Finland has not introduced a four-day working week, despite allegations to the contrary. Earlier this year, the northern European country briefly made headlines in the international media after reports emerged that it had cut working hours sharply. It was alleged that the Finnish government wanted to introduce a four-day working week with a six-hour working day. However, it turned out to be fake news, which the government had to refute. Prime Minister Sana Marin tweeted that the government had such an idea in August 2019, but after that, the issue was never included in the government’s agenda.

Experiments in Germany

Surprisingly, Germany has one of the shortest working weeks in Europe. According to the World Economic Forum, the average working week in the country is only 34.2 hours, and unions are pushing for it to be even shorter. Last year, IG Metall, the country’s largest union, called for shorter working weeks, arguing that it would help preserve jobs and avoid layoffs.

According to a study by the Forsa Institute, 71 percent of workers in Germany would like to have the option to work only four days a week.

Just over three-quarters of respondents say they support the government exploring the potential for a four-day workweek.

More than two-thirds of employers support the idea. A significant majority of 75 percent are convinced that a four-day workweek would be desirable for workers, with 59 percent saying employers are likely to be able to afford such a scheme. Almost half of the employers (46 percent) said they would try to introduce a four-day workweek. So far, smaller startups are experimenting with a shorter workweek.

The timid experience of Spain

Spain is taking timid first steps after a small far-left party announced earlier this year that the government has accepted its request to launch a modest pilot program for companies interested in the idea.

About 6,000 employees in 200 small and medium-sized companies will be able to extend their weekend by one day, keeping their full pay. Negotiations are underway, but it is not yet clear when the one-year trial program could begin.

Asia is considering the possibility

In other countries, such as Japan, large companies are experimenting with the idea after the Japanese government announced a plan in 2021 to achieve a better work-life balance.

There are several reasons for this to be beneficial for the country, where deaths from occupational overload are common, for which there is even a special word (“karoshi”). Over time employees can often become ill due to too much work or develop suicidal tendencies.

In 2019, technology giant Microsoft is experimenting with the model, offering its employees three-day weekends for one month. This has increased productivity by 40 percent and led to more efficient work, the company said. The Hitachi conglomerate announced in April that it was introducing a four-day workweek for about 15,000 employees in the current fiscal year, and game developer Game Freak, known for the Pokemon series, said. that he has already introduced the system to some employees, writes the Japanese newspaper “Nicaea”. Other big names such as Panasonic and NEC are considering similar measures.

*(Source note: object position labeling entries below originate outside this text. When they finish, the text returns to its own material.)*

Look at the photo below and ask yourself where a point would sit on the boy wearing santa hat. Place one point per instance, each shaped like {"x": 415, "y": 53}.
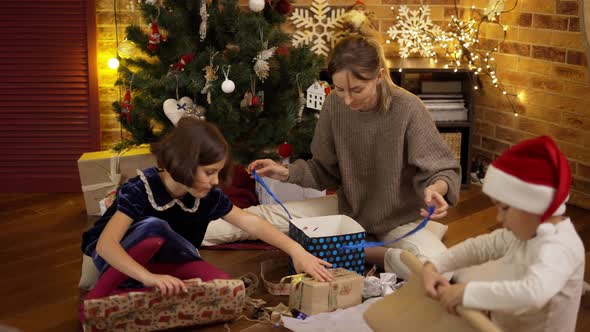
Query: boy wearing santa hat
{"x": 530, "y": 273}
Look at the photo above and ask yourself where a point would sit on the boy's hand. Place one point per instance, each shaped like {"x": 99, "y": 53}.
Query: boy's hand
{"x": 269, "y": 168}
{"x": 451, "y": 296}
{"x": 306, "y": 262}
{"x": 431, "y": 280}
{"x": 167, "y": 284}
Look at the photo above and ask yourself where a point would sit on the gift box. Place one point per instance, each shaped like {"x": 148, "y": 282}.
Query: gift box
{"x": 312, "y": 297}
{"x": 102, "y": 171}
{"x": 325, "y": 236}
{"x": 285, "y": 192}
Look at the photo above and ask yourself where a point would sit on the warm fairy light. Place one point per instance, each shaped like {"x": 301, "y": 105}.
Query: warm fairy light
{"x": 460, "y": 43}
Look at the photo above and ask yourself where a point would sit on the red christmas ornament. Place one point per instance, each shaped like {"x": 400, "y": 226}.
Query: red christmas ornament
{"x": 184, "y": 60}
{"x": 255, "y": 100}
{"x": 284, "y": 7}
{"x": 285, "y": 150}
{"x": 154, "y": 38}
{"x": 127, "y": 107}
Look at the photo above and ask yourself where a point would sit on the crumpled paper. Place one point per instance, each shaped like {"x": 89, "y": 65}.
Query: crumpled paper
{"x": 382, "y": 286}
{"x": 341, "y": 320}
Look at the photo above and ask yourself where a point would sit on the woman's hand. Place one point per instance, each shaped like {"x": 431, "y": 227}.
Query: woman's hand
{"x": 167, "y": 284}
{"x": 306, "y": 262}
{"x": 431, "y": 280}
{"x": 269, "y": 168}
{"x": 451, "y": 296}
{"x": 433, "y": 195}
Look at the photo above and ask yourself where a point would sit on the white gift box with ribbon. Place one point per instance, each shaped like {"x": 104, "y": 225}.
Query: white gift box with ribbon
{"x": 285, "y": 192}
{"x": 102, "y": 171}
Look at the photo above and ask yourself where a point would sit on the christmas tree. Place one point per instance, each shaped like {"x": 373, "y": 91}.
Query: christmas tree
{"x": 232, "y": 67}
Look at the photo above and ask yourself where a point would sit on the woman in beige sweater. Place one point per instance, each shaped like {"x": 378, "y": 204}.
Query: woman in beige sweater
{"x": 376, "y": 144}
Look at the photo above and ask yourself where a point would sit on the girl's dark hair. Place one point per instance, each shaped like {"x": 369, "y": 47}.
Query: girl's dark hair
{"x": 363, "y": 58}
{"x": 190, "y": 144}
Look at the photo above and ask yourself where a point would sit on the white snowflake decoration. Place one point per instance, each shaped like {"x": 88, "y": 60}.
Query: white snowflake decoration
{"x": 320, "y": 30}
{"x": 261, "y": 67}
{"x": 494, "y": 8}
{"x": 414, "y": 31}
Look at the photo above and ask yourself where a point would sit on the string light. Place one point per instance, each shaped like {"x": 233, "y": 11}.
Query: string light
{"x": 113, "y": 63}
{"x": 460, "y": 42}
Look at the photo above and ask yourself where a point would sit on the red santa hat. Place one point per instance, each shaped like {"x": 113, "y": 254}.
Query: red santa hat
{"x": 532, "y": 176}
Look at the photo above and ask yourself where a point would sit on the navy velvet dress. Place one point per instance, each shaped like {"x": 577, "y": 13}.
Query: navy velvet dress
{"x": 181, "y": 222}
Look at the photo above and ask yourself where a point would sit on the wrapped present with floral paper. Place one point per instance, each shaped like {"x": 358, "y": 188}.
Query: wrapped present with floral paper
{"x": 325, "y": 237}
{"x": 102, "y": 171}
{"x": 313, "y": 297}
{"x": 208, "y": 302}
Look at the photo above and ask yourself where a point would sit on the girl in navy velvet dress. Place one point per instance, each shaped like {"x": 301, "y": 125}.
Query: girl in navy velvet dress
{"x": 173, "y": 204}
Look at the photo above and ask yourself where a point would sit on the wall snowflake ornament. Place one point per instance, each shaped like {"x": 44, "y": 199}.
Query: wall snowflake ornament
{"x": 414, "y": 32}
{"x": 210, "y": 77}
{"x": 204, "y": 17}
{"x": 320, "y": 31}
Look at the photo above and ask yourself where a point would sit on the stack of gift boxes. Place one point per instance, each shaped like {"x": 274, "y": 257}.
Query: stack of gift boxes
{"x": 102, "y": 172}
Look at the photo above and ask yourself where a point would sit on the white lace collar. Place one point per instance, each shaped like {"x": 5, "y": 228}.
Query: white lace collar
{"x": 168, "y": 205}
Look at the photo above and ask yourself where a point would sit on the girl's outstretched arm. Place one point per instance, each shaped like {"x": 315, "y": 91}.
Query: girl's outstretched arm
{"x": 303, "y": 260}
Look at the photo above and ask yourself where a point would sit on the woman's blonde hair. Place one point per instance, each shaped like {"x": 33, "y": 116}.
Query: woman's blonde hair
{"x": 363, "y": 57}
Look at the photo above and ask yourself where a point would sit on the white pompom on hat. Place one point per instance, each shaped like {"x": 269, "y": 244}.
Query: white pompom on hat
{"x": 532, "y": 176}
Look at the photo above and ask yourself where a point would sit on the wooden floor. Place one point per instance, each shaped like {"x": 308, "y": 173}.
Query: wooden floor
{"x": 40, "y": 257}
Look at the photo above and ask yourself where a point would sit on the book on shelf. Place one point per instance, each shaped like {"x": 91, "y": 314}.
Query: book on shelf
{"x": 427, "y": 96}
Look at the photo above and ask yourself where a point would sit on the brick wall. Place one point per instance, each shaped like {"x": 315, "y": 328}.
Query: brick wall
{"x": 543, "y": 61}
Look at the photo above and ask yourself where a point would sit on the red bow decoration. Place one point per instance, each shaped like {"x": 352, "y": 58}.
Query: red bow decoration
{"x": 184, "y": 60}
{"x": 127, "y": 107}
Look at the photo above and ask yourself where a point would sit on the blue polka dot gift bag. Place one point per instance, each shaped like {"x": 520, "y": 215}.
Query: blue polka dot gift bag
{"x": 326, "y": 237}
{"x": 337, "y": 239}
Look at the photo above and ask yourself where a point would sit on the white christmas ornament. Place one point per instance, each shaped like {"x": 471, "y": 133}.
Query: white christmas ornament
{"x": 204, "y": 17}
{"x": 127, "y": 49}
{"x": 319, "y": 31}
{"x": 495, "y": 7}
{"x": 176, "y": 109}
{"x": 256, "y": 5}
{"x": 414, "y": 32}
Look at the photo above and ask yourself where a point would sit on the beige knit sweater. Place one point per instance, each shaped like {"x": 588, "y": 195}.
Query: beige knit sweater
{"x": 379, "y": 162}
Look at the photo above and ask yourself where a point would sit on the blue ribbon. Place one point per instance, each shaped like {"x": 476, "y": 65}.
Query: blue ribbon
{"x": 259, "y": 180}
{"x": 383, "y": 244}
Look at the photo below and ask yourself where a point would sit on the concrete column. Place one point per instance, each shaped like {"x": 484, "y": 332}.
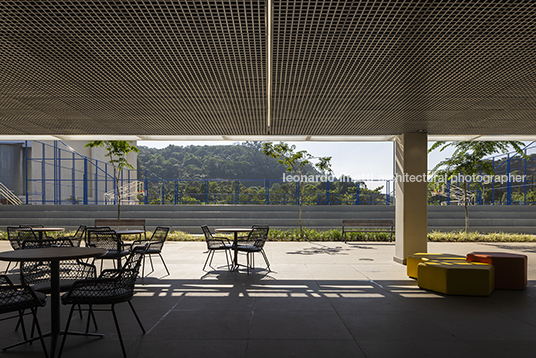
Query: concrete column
{"x": 411, "y": 216}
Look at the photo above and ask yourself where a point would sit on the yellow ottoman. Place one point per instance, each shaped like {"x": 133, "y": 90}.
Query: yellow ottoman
{"x": 414, "y": 260}
{"x": 457, "y": 277}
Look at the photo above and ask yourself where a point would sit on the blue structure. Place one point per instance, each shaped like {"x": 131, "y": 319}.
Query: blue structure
{"x": 55, "y": 174}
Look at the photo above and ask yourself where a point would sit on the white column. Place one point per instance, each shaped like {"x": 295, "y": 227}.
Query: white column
{"x": 411, "y": 211}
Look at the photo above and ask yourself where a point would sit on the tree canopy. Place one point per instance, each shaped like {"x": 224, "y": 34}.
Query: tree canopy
{"x": 239, "y": 161}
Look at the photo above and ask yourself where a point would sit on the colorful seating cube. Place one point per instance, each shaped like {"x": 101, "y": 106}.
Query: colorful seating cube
{"x": 456, "y": 277}
{"x": 414, "y": 260}
{"x": 510, "y": 269}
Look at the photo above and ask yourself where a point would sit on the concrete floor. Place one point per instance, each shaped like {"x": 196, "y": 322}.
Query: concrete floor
{"x": 320, "y": 300}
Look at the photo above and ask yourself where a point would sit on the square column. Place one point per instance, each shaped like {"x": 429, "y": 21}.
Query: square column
{"x": 411, "y": 206}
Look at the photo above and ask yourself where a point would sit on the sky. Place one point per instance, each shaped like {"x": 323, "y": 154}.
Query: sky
{"x": 360, "y": 160}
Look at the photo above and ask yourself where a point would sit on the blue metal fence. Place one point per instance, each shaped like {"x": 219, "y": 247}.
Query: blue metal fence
{"x": 56, "y": 174}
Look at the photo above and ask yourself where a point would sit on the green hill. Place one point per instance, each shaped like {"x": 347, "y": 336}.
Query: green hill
{"x": 238, "y": 161}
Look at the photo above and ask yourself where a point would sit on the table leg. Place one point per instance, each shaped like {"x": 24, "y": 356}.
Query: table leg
{"x": 54, "y": 305}
{"x": 235, "y": 243}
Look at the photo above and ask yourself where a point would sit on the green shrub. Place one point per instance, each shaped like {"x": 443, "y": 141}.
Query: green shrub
{"x": 336, "y": 235}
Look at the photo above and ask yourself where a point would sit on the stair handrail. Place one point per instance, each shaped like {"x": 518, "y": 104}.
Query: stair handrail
{"x": 9, "y": 195}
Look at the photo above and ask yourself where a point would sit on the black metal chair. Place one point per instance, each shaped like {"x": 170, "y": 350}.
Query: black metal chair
{"x": 37, "y": 274}
{"x": 16, "y": 238}
{"x": 215, "y": 243}
{"x": 254, "y": 243}
{"x": 112, "y": 287}
{"x": 78, "y": 236}
{"x": 154, "y": 247}
{"x": 107, "y": 239}
{"x": 18, "y": 298}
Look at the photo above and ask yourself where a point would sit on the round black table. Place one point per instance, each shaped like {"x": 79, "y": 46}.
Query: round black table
{"x": 42, "y": 230}
{"x": 235, "y": 231}
{"x": 54, "y": 255}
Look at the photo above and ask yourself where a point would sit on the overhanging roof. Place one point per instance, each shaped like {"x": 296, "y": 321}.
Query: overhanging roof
{"x": 223, "y": 68}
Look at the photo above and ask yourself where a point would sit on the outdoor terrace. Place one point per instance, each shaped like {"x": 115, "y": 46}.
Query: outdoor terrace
{"x": 321, "y": 300}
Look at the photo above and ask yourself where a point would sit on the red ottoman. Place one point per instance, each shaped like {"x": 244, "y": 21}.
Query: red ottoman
{"x": 510, "y": 269}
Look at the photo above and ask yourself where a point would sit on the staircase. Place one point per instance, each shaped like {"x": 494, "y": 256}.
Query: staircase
{"x": 7, "y": 194}
{"x": 189, "y": 218}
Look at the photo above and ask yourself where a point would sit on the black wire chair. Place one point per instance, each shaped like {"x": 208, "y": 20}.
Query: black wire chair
{"x": 78, "y": 236}
{"x": 154, "y": 247}
{"x": 215, "y": 243}
{"x": 107, "y": 239}
{"x": 37, "y": 274}
{"x": 110, "y": 288}
{"x": 18, "y": 298}
{"x": 16, "y": 237}
{"x": 254, "y": 243}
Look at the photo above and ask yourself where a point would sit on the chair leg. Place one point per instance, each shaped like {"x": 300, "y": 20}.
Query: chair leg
{"x": 21, "y": 321}
{"x": 91, "y": 316}
{"x": 136, "y": 315}
{"x": 151, "y": 261}
{"x": 34, "y": 313}
{"x": 66, "y": 330}
{"x": 227, "y": 259}
{"x": 210, "y": 252}
{"x": 266, "y": 259}
{"x": 118, "y": 331}
{"x": 159, "y": 254}
{"x": 143, "y": 267}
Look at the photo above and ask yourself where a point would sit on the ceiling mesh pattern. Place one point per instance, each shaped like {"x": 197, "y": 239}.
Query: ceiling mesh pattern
{"x": 200, "y": 67}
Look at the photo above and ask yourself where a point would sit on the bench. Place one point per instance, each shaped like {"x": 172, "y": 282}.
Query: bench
{"x": 140, "y": 223}
{"x": 368, "y": 225}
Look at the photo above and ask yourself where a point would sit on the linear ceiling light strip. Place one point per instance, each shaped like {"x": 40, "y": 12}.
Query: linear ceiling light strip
{"x": 268, "y": 64}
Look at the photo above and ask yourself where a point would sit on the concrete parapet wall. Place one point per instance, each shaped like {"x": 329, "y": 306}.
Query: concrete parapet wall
{"x": 189, "y": 218}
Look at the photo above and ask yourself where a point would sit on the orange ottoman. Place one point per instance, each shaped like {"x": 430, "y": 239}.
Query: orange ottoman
{"x": 413, "y": 261}
{"x": 510, "y": 269}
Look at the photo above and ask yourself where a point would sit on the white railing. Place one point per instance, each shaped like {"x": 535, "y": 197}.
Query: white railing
{"x": 129, "y": 194}
{"x": 9, "y": 195}
{"x": 457, "y": 195}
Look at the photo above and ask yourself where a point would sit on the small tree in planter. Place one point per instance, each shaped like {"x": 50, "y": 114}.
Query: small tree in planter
{"x": 116, "y": 151}
{"x": 296, "y": 162}
{"x": 468, "y": 160}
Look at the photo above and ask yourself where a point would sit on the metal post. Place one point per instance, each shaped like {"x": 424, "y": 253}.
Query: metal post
{"x": 508, "y": 183}
{"x": 327, "y": 192}
{"x": 55, "y": 171}
{"x": 387, "y": 195}
{"x": 480, "y": 187}
{"x": 73, "y": 181}
{"x": 85, "y": 182}
{"x": 237, "y": 192}
{"x": 448, "y": 191}
{"x": 525, "y": 179}
{"x": 26, "y": 167}
{"x": 493, "y": 184}
{"x": 206, "y": 191}
{"x": 146, "y": 183}
{"x": 176, "y": 191}
{"x": 43, "y": 177}
{"x": 267, "y": 192}
{"x": 96, "y": 190}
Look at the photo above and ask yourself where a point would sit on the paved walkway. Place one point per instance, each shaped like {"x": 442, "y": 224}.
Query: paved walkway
{"x": 320, "y": 300}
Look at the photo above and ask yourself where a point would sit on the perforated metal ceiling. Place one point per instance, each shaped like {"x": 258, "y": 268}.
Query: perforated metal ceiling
{"x": 200, "y": 67}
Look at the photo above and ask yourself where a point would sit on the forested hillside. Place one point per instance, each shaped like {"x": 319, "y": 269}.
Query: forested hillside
{"x": 239, "y": 161}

Other countries in the region, known for long working hours and low productivity, are also turning to the idea. In India, Alami last year allowed its employees to work four days a week in an attempt to improve their mental health and productivity. South Korean educational services company Eduwill adopted the system in 2019, claiming it was the first in the sector. This inspired one of the candidates in the March presidential election to include a four-day workweek among his key priorities.

India is preparing to introduce large-scale labor legislation this year, which will cover working hours and wages. Employees are expected to have the option of working four days a week, although the total number of working hours per week will remain unchanged (around 48), according to local media.

In China, however, the Ministry of Human Resources rejected proposals by lawmakers to work 4.5 days or 36 hours a week, citing higher costs of pressure on companies.